McCormick v. Wawrzaszek

OPINION

HOWARD, Chief Judge.

This is an appeal from an order summarily denying appellant’s petition for a writ of habeas corpus.

The petition filed December 31, 1981, alleged that the petitioner was an inmate of the Arizona State Prison and being held in intensive custody; that he had been held in this status for about a month after his arrest on charges which were still pending and then transferred to maximum custody; and that he had been returned to intensive custody after about a week. No response was filed nor did the trial court require one and on January 5, 1982, the petition was denied. Appellant paid no filing fee in the lower court.

Appellant contends that he should have been afforded a hearing on his habeas corpus petition, citing our decision in Peru v. Raines, 130 Ariz. 44, 633 P.2d 453 (App. 1981). In Peru, we indicated that it is not inappropriate to construe a pro se habeas petition attacking executive discretion in prison administration matters as a petition for special action when a prison inmate complains of deprivation of significant privileges or confinement in maximum security for disciplinary reasons without certain required procedural safeguards.
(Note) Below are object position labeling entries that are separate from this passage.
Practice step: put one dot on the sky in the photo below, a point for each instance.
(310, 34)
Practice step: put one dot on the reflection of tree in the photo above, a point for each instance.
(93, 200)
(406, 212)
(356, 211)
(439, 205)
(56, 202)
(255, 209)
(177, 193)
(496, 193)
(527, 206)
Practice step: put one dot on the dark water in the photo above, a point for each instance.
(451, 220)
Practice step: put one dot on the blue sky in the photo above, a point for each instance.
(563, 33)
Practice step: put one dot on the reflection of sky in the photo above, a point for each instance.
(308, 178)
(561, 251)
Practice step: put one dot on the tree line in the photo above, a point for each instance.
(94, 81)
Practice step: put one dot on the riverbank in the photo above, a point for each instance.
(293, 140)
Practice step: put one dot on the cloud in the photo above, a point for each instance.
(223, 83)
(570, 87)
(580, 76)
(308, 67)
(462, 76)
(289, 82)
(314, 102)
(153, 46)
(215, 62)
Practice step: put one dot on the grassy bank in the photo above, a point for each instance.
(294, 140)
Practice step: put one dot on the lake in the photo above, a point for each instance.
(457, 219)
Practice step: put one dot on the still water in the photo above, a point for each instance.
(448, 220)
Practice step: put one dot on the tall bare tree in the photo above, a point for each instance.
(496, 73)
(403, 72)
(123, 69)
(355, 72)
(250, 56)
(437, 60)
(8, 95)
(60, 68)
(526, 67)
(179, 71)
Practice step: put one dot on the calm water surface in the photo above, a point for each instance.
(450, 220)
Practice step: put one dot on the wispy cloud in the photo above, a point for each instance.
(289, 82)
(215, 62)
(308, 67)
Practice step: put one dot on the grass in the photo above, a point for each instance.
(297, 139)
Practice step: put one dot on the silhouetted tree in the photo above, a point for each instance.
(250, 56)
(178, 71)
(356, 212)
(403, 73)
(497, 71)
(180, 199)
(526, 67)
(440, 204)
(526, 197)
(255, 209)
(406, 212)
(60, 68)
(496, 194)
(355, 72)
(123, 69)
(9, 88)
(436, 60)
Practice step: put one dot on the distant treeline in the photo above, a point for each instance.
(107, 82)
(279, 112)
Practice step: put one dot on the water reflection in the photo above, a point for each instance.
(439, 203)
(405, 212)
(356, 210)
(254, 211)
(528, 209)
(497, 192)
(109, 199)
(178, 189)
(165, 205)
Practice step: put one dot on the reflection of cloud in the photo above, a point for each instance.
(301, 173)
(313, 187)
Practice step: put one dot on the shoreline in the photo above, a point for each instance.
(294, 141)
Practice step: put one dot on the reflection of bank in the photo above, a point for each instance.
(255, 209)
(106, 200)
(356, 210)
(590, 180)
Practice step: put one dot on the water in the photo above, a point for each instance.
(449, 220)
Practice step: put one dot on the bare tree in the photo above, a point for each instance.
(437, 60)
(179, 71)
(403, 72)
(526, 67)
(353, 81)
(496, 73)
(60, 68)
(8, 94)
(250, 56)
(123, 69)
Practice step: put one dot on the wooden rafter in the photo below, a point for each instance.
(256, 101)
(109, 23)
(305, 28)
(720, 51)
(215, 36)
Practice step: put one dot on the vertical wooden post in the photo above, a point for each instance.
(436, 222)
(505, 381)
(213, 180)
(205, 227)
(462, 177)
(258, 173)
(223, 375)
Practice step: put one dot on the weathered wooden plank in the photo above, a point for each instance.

Our supreme court has treated pro se habeas corpus petitions as petitions for special actions both in proceedings originating in that court, e.g., Brown v. State, 117 Ariz. 476, 573 P.2d 876 (1978); Pickett v. Boykin, 118 Ariz. 261, 576 P.2d 120 (1978), and on appeal from denial of habeas corpus in superior court, Stevenson v. Arizona Board of Pardons and Paroles, 109 Ariz. 412, 510 P.2d 384 (1973). However, the court recently held in Tahtinen v. Superior Court, Pinal County, 130 Ariz. 513, 637 P.2d 723 (1981), that indigent prisoners are not entitled to a waiver of filing fees in civil actions or civil appeals. The right to waiver of filing fees applies only to an appeal from a criminal conviction, a habeas corpus petition challenging the legality of the petitioner’s incarceration, or a lawsuit within the doctrine of Boddie v. Connecticut, 401 U.S. 371, 91 S.Ct. 780, 28 L.Ed.2d 113 (1971).

Our decision in Peru v. Raines, supra, antedated the Tahtinen case. We therefore believe that the superior court may not construe a pro se habeas corpus petition as a petition for special action without the payment of a filing fee. Since appellant’s petition does not attack the validity of his custody nor fall within the Boddie exception,1 the trial court’s summary disposition was proper.

Affirmed.2

HATHAWAY and BIRDSALL, JJ., concur.

. In Tahtinen, the petitioner’s special action complained of a denial of procedural due process in a prison disciplinary proceeding.

. If a habeas corpus petition does state a claim for extraordinary relief, the superior court may elect to treat it as a petition for special action upon payment of the required civil filing fee.